Kihlstedt is currently developing a new piece with her husband, musician, and actor Matthias Bossi, that looks at family histories as interpreted by memory and myth.
Studies at Peabody Institute, San Francisco Conservatory, and Oberlin Conservatory. Recordings on Tzadik, Hannibal/Ryko, Intakt, The End, Fred (U.K.), ANTI-, Elektra, and Warner Brothers.
San Francisco’s Del Sol Quartet believes that music can, and should, happen anywhere—screaming out Aeryn Santillan’s Makeshift Memorials from a Mission District sidewalk or a rural high school, bouncing Ben Johnston’s microtonal Americana off the canyon walls of the Yampa River or the hallowed walls of Library of Congress, bringing Huang Ruo’s Angel Island Oratorio home to the island detention barracks or across the Pacific to the Singapore International Arts Festival. Del Sol’s performances provide the possibility for unexpected discovery, sparking dialogue and bringing people together.
Since 1992, Del Sol has commissioned or premiered hundreds of works by composers including Terry Riley, Tania León, Frederic Rzewski, Vijay Iyer, Mason Bates, Pamela Z, Chinary Ung, Chen Yi, Andy Akiho, Erberk Eryilmaz, Theresa Wong, and Reza Vali. They especially value their ongoing relationship with the Gabriela Lena Frank Creative Academy of Music in Boonville, California.
Huang Ruo—A Dust in Time, Del Sol’s eleventh album, was described in the New York Times as “excavations of beauty from the elemental.” New Del Sol recordings in 2023 include The Resonance Between, a collaboration with North Indian musicians Alam Khan & Arjun Verma, and SPELLLING and The Mystery School with Oakland magical-futurist pop phenomenon SPELLLING.

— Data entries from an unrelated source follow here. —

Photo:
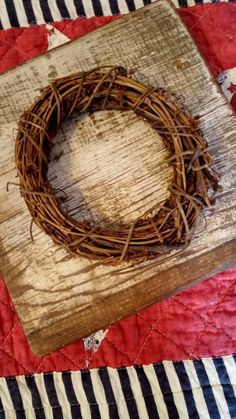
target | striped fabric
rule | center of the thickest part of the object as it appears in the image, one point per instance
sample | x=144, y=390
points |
x=15, y=13
x=199, y=389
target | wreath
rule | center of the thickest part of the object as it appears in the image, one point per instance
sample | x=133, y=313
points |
x=162, y=228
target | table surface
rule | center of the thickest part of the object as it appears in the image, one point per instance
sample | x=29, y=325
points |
x=52, y=293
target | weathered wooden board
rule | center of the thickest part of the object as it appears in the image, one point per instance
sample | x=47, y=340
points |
x=112, y=166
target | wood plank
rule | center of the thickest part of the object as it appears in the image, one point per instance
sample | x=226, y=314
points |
x=112, y=169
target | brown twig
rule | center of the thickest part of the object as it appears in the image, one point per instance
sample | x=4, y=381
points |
x=172, y=223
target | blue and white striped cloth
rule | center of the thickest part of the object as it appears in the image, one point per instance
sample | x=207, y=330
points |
x=199, y=389
x=15, y=13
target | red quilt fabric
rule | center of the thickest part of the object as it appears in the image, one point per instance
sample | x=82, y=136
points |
x=199, y=322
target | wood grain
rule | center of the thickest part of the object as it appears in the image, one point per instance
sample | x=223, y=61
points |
x=111, y=168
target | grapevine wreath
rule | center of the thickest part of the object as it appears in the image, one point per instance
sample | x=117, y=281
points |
x=164, y=228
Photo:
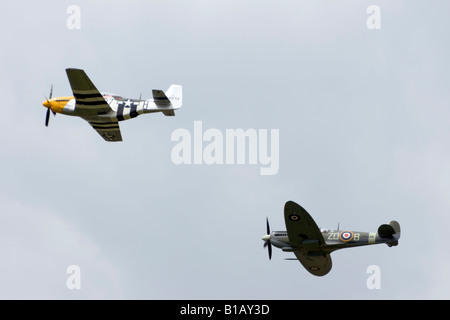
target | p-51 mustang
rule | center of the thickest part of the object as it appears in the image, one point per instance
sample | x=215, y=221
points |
x=104, y=111
x=313, y=246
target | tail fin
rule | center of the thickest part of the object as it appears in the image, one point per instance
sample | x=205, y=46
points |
x=175, y=95
x=172, y=98
x=391, y=230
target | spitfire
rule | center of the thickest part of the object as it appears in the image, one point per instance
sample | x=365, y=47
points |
x=312, y=246
x=104, y=111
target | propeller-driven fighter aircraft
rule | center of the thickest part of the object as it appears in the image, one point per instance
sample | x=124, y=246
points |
x=313, y=246
x=104, y=111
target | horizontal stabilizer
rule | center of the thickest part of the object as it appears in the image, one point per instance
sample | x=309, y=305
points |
x=160, y=98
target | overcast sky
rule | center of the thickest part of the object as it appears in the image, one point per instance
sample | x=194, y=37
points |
x=363, y=120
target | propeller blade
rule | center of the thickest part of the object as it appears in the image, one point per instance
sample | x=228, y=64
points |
x=267, y=242
x=47, y=117
x=51, y=91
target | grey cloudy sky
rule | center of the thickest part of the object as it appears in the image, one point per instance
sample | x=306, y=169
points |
x=363, y=122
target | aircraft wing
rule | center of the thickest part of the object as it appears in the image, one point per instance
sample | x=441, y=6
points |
x=318, y=263
x=88, y=99
x=301, y=228
x=110, y=131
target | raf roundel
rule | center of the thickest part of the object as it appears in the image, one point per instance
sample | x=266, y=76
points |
x=346, y=236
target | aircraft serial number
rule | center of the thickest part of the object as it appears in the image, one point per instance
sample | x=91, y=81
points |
x=337, y=236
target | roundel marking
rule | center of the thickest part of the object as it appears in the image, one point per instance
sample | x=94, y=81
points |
x=346, y=236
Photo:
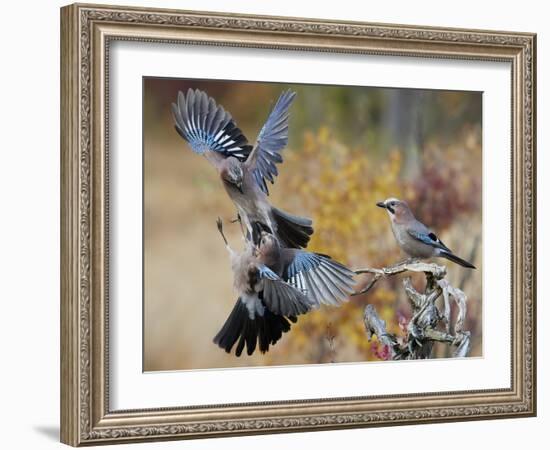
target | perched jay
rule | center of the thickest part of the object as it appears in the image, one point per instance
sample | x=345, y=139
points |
x=243, y=169
x=414, y=238
x=276, y=284
x=265, y=307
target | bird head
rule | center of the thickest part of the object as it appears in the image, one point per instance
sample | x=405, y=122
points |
x=232, y=172
x=397, y=209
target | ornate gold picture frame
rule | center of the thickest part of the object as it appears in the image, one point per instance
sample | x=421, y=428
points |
x=87, y=32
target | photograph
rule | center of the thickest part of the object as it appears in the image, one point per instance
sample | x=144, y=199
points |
x=293, y=224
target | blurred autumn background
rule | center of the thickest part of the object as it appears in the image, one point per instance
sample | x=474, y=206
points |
x=349, y=147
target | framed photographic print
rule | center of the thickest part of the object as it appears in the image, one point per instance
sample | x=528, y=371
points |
x=277, y=225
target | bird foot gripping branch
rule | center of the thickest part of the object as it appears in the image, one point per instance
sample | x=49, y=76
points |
x=422, y=329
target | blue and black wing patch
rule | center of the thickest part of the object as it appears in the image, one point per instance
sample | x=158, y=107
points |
x=429, y=238
x=206, y=126
x=272, y=138
x=323, y=279
x=281, y=297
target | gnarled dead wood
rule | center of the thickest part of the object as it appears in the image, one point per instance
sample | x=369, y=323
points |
x=422, y=329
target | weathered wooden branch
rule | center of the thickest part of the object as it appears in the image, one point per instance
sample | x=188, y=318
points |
x=422, y=329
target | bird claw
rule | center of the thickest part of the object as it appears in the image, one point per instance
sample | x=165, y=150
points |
x=219, y=223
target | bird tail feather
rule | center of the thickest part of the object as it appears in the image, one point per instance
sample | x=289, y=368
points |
x=293, y=231
x=452, y=257
x=240, y=329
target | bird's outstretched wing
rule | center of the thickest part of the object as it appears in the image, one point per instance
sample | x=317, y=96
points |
x=206, y=126
x=282, y=298
x=272, y=138
x=324, y=280
x=428, y=237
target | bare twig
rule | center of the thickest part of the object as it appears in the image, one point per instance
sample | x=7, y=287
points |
x=406, y=266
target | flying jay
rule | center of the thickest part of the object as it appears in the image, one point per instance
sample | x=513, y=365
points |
x=274, y=286
x=243, y=169
x=414, y=238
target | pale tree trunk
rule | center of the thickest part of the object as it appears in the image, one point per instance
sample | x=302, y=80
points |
x=424, y=327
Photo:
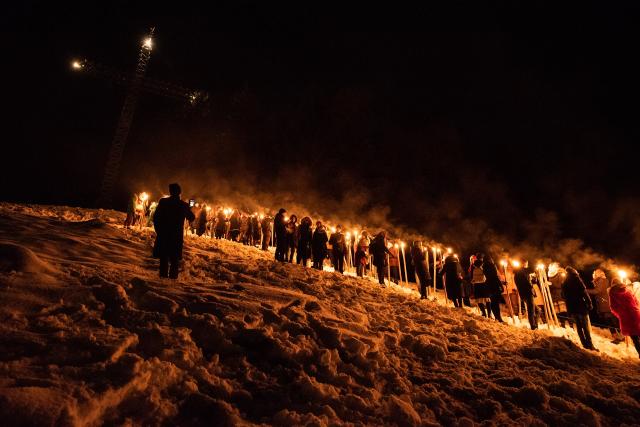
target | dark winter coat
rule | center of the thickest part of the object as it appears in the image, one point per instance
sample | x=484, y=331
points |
x=292, y=231
x=305, y=237
x=378, y=249
x=201, y=226
x=338, y=243
x=625, y=306
x=319, y=244
x=280, y=227
x=168, y=221
x=452, y=277
x=575, y=295
x=255, y=225
x=493, y=283
x=523, y=283
x=600, y=295
x=419, y=261
x=235, y=222
x=221, y=225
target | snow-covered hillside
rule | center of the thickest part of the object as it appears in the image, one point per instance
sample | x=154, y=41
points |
x=90, y=335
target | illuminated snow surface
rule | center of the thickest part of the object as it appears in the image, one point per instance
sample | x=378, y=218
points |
x=90, y=335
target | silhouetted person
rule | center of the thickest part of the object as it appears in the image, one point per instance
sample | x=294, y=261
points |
x=305, y=237
x=280, y=234
x=319, y=245
x=168, y=222
x=452, y=275
x=339, y=249
x=494, y=287
x=578, y=305
x=525, y=290
x=378, y=249
x=419, y=260
x=265, y=225
x=234, y=226
x=292, y=239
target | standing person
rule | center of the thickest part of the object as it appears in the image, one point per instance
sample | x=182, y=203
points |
x=319, y=245
x=257, y=232
x=479, y=284
x=451, y=272
x=152, y=210
x=280, y=231
x=625, y=306
x=362, y=256
x=305, y=237
x=600, y=298
x=131, y=211
x=193, y=225
x=379, y=250
x=338, y=248
x=292, y=242
x=168, y=222
x=201, y=221
x=578, y=305
x=522, y=278
x=221, y=224
x=234, y=226
x=394, y=263
x=557, y=275
x=494, y=287
x=265, y=225
x=245, y=224
x=419, y=261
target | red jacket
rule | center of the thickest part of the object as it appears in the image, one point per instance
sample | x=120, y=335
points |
x=626, y=308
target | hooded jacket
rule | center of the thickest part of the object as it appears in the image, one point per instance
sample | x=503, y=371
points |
x=625, y=306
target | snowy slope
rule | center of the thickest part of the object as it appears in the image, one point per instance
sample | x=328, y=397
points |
x=90, y=335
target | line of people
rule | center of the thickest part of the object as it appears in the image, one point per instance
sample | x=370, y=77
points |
x=484, y=284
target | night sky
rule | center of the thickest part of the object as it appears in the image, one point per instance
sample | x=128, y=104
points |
x=517, y=119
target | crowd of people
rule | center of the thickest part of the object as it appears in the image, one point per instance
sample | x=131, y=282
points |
x=546, y=295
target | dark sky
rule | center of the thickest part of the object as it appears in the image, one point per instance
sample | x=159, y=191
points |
x=523, y=117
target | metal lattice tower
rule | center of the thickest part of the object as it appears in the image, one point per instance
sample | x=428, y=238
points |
x=119, y=141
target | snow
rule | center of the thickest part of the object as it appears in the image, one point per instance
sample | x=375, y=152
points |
x=90, y=335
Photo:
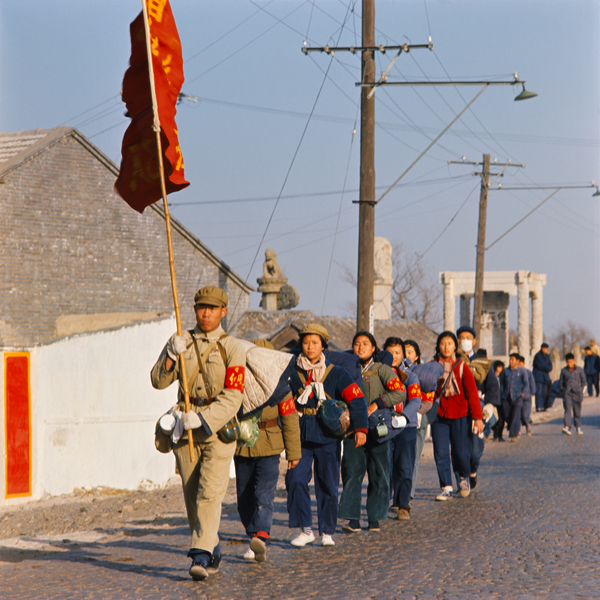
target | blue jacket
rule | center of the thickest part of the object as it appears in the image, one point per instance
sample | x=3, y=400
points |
x=515, y=383
x=572, y=383
x=531, y=380
x=542, y=367
x=338, y=385
x=591, y=364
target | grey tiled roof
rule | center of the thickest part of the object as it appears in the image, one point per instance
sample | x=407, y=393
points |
x=13, y=144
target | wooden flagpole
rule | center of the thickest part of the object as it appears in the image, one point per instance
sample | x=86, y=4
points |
x=156, y=127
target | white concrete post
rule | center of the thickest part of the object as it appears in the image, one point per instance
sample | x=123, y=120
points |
x=537, y=314
x=465, y=310
x=523, y=317
x=449, y=302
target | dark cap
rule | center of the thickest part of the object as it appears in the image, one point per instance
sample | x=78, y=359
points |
x=467, y=329
x=211, y=295
x=316, y=329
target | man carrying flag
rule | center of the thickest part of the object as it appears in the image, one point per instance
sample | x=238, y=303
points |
x=151, y=167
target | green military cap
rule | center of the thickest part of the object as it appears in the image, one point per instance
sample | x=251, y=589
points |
x=315, y=329
x=211, y=295
x=263, y=343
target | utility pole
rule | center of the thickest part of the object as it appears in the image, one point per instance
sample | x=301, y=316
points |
x=479, y=266
x=366, y=223
x=485, y=182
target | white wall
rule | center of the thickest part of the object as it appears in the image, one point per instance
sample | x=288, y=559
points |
x=94, y=411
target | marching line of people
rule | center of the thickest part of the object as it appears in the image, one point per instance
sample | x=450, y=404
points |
x=363, y=412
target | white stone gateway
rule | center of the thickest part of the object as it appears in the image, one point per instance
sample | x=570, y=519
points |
x=497, y=287
x=382, y=288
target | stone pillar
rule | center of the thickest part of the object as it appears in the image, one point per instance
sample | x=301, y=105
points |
x=449, y=301
x=465, y=310
x=523, y=320
x=382, y=286
x=537, y=314
x=494, y=324
x=556, y=359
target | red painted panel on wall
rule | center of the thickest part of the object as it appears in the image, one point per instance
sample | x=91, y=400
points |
x=17, y=424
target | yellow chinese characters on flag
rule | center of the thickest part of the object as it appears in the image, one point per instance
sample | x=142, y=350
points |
x=138, y=182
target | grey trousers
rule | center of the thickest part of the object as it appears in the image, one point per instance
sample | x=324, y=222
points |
x=572, y=403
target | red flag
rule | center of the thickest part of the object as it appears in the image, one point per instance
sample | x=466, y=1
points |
x=138, y=182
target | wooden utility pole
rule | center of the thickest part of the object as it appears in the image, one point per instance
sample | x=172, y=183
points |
x=485, y=179
x=479, y=267
x=366, y=223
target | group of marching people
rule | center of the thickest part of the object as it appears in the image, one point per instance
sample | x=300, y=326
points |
x=350, y=414
x=385, y=399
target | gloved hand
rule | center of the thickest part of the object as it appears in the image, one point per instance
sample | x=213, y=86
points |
x=191, y=420
x=175, y=346
x=399, y=421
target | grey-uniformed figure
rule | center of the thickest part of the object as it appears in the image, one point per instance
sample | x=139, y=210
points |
x=215, y=367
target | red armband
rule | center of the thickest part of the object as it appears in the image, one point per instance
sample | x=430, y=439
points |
x=395, y=384
x=352, y=392
x=286, y=407
x=414, y=391
x=234, y=378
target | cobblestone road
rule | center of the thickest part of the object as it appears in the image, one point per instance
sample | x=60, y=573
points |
x=529, y=530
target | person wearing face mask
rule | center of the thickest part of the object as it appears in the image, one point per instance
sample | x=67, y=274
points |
x=459, y=413
x=489, y=393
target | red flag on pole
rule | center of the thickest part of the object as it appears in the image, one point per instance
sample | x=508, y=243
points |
x=138, y=182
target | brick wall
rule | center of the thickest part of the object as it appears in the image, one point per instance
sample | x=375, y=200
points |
x=69, y=245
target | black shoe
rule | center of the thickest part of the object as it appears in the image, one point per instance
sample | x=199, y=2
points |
x=200, y=562
x=353, y=526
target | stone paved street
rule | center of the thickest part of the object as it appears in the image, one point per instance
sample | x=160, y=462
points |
x=530, y=530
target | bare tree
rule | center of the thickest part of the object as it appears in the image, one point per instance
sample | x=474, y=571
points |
x=569, y=334
x=414, y=297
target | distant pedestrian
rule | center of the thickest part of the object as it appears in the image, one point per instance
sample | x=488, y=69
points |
x=515, y=387
x=526, y=410
x=459, y=403
x=591, y=368
x=542, y=367
x=572, y=383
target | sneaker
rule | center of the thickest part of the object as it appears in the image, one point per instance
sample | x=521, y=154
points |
x=259, y=548
x=353, y=526
x=445, y=495
x=198, y=571
x=303, y=539
x=403, y=514
x=213, y=564
x=249, y=555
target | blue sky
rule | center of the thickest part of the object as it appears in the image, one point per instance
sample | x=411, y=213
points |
x=63, y=64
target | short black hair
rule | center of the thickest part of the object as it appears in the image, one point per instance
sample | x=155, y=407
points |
x=442, y=335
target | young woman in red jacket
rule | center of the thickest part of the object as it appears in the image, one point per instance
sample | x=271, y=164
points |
x=458, y=399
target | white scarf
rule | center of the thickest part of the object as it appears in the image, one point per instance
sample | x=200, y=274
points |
x=318, y=372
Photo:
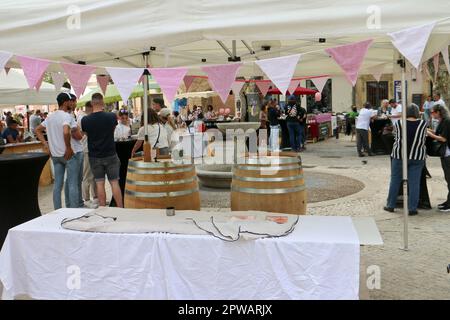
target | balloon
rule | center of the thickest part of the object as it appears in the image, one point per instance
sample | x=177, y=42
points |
x=318, y=96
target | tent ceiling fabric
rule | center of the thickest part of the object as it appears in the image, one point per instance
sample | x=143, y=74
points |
x=185, y=32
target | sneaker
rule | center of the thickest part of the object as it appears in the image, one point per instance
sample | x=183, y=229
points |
x=445, y=208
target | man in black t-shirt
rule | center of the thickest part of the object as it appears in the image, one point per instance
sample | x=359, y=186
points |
x=99, y=127
x=440, y=112
x=273, y=114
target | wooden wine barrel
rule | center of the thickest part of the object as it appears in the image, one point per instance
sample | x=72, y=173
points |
x=269, y=183
x=162, y=184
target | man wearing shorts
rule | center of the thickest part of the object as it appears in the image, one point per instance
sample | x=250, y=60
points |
x=99, y=127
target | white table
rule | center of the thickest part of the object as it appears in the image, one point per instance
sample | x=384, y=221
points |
x=319, y=260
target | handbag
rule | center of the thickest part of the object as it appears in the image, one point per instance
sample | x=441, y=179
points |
x=435, y=148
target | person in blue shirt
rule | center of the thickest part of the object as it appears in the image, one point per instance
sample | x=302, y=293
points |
x=11, y=134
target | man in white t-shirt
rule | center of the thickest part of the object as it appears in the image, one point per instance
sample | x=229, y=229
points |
x=77, y=147
x=438, y=100
x=396, y=112
x=59, y=133
x=362, y=129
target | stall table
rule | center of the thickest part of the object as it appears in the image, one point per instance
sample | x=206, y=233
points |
x=20, y=174
x=318, y=260
x=35, y=146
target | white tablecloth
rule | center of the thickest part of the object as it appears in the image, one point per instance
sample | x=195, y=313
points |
x=319, y=260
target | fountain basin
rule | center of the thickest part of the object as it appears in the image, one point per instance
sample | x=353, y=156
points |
x=223, y=127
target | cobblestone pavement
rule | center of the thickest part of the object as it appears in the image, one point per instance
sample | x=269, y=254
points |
x=419, y=273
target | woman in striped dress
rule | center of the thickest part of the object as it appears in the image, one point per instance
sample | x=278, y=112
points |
x=416, y=137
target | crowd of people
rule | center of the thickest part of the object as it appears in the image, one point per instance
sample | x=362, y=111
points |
x=295, y=116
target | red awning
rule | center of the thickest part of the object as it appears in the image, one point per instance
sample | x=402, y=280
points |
x=298, y=92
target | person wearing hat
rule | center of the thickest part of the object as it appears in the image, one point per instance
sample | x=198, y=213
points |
x=123, y=129
x=295, y=119
x=78, y=149
x=396, y=111
x=58, y=126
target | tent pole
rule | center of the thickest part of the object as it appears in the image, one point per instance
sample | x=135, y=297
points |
x=147, y=147
x=404, y=159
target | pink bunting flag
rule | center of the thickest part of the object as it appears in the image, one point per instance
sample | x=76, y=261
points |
x=436, y=65
x=444, y=53
x=222, y=77
x=320, y=83
x=237, y=87
x=58, y=80
x=293, y=86
x=377, y=71
x=425, y=70
x=102, y=81
x=264, y=86
x=4, y=58
x=125, y=80
x=280, y=70
x=169, y=79
x=411, y=42
x=188, y=80
x=78, y=75
x=33, y=68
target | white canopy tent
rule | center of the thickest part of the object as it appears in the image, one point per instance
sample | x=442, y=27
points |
x=182, y=33
x=197, y=32
x=14, y=90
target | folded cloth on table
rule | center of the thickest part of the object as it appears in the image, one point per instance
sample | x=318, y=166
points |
x=228, y=226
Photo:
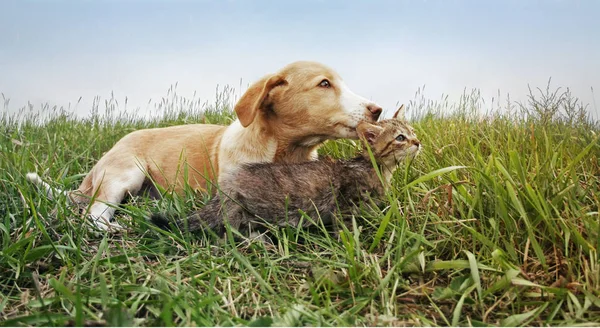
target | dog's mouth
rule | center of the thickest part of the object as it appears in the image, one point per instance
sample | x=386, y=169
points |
x=346, y=130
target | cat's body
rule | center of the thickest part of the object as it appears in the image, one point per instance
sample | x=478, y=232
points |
x=281, y=193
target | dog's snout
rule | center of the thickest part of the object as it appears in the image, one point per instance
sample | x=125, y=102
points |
x=375, y=111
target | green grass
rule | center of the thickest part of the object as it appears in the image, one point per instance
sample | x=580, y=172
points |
x=496, y=223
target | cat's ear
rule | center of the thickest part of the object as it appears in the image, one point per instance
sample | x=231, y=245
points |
x=399, y=115
x=368, y=132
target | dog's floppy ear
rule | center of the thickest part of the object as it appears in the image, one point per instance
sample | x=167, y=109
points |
x=368, y=132
x=254, y=98
x=399, y=115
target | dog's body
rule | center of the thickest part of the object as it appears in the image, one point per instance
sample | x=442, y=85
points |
x=283, y=117
x=286, y=194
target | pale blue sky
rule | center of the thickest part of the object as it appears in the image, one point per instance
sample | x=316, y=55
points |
x=56, y=51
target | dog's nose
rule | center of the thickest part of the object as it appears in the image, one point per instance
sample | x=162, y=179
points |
x=375, y=111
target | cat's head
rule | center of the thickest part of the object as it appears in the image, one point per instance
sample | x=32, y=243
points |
x=391, y=140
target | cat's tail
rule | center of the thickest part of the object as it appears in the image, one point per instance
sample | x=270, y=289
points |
x=50, y=192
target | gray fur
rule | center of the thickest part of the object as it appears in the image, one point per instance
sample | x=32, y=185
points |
x=278, y=193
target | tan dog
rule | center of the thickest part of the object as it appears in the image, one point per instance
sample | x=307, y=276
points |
x=283, y=117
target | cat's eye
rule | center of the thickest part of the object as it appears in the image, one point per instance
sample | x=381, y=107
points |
x=325, y=84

Sarah Cahill, hailed as “a sterling pianist and an intrepid illuminator of the classical avant-garde” by The New York Times and “a brilliant and charismatic advocate for modern and contemporary composers” by Time Out New York, has commissioned and premiered over seventy compositions for solo piano. Composers who have dedicated works to Cahill include John Adams, Terry Riley, Frederic Rzewski, Pauline Oliveros, Julia Wolfe, Roscoe Mitchell, Annea Lockwood, and Ingram Marshall. Keyboard Magazine writes, “Through her inspired interpretation of works across the 20th and 21st centuries, Cahill has been instrumental in bringing to life the music of many of our greatest living composers.” She was named a 2018 Champion of New Music, awarded by the American Composers Forum (ACF).
Cahill enjoys working closely with composers, musicologists, and scholars to prepare scores for each performance. She researched and recorded music by prominent early 20th-century American modernists Henry Cowell and Ruth Crawford and commissioned a number of new pieces in tribute to their enduring influence. She has also premiered and recorded music by Leo Ornstein, Marc Blitzstein, and other 20th century mavericks. In May 2023, she performed the world premiere of Viet Cuong's Stargazer, a concerto for piano and orchestra, with the California Symphony.